The reforms proposed by the report are largely incremental changes to existing aspects of the programme. There are few proposed reforms which could be classified as ‘radical’.

Many of the minor reforms are valid and are intended to streamline and improve the performance of existing aspects of the 457 programme. Some elements of the programme which have been retained would have been better jettisoned in favour of alternative approaches.  

The most far-reaching changes include removing the Training Benchmark in favour of a national training fund and abolition of the already dead-letter Labour Market Testing.


It is disappointing that the recommendations fail to address overly complicated and ineffective mechanisms such as the Market Salary Rates, and the TSMIT, as well as the impossible nature of the existing notification regime.

The report also fails to recognise the significance of intra-company transfers and create a streamlined method for businesses seeking to transfer staff internationally instead preferring an overall streamlined processing approach, discussed below.

Eventus Corporate Immigration’s submission to the Panel highlighted the challenges faced by small and medium business in determining applicable Market Salary Rates. The Panel quoted from the report and noted the difficulties but found that no better alternative is available.[3]


The Panel’s recommendation to introduce streamlined processing based on a risk matrix including business turnover, compliance record, salary and other factors is most welcome. However numerous reforms and recommendations in the past have had a similar goal. Implementing this recommendation is unlikely unless additional funds are introduced to the programme – another key recommendation.

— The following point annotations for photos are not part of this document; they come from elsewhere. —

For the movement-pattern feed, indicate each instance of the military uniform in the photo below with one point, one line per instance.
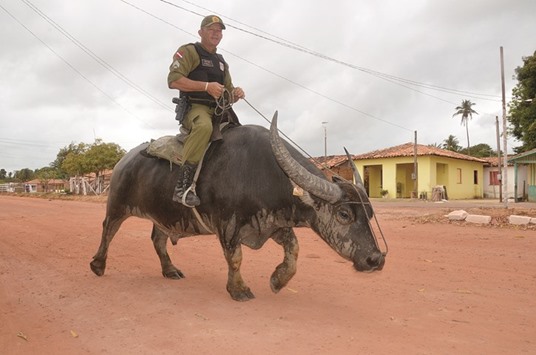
(195, 63)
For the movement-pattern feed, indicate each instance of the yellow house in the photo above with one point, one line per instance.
(391, 171)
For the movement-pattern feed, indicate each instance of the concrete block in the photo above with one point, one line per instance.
(477, 218)
(459, 215)
(513, 219)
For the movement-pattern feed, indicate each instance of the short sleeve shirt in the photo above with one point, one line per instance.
(185, 60)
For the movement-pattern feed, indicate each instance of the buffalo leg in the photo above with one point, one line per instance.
(110, 226)
(159, 239)
(287, 269)
(236, 286)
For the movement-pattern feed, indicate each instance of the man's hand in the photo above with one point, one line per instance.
(238, 94)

A number of recommendations suggest an overall easing of requirements, in particular renewal of Sponsorships, returning to a simplified Sponsorship class for many visa types, longer timeframes for Sponsor notifications, more flexible English language requirements, and the removal of labour market testing. It is hoped that these recommendations will be adopted and implemented at the earliest.


The current report forms a series of recommendations to the government and it cannot be certain which aspects will be implemented. The Assistant Minister has already spoken favourably about a number of the recommendations including improved information sharing with the ATO, simplifying the process for Sponsorship renewal, easing English language requirements and creating penalties for applicants who pays sponsors for an immigration outcome.

Some basic reforms are likely to take place in early 2015 with major reforms pending further development and potential implementation likely in late 2015. The overall impact on Sponsors and visa holders is likely to be substantial and on-going. Sponsors will need to continue to monitor the situation closely and make associated changes to their global mobility policy. Visa holders will need to be aware of the potential changes to their eligibility for PR and the potential impact on visa charges.


The programme will likely be improved by many of the incremental reforms recommended by the Panel as many existing aspects of the programme are functional but could be improved. Achieving this goal however is contingent on greater funding for training Departmental staff, monitoring and compliance activities. On the other hand, there have been significant missed opportunities. Many submissions made valuable recommendations which could have improved the programme by introducing new pathways or new mechanisms to simplify the process for businesses and visa holders.

The government is yet to confirm which reforms will be adopted and which will be left by the wayside. Any reforms which are adopted are likely to be implemented throughout 2015.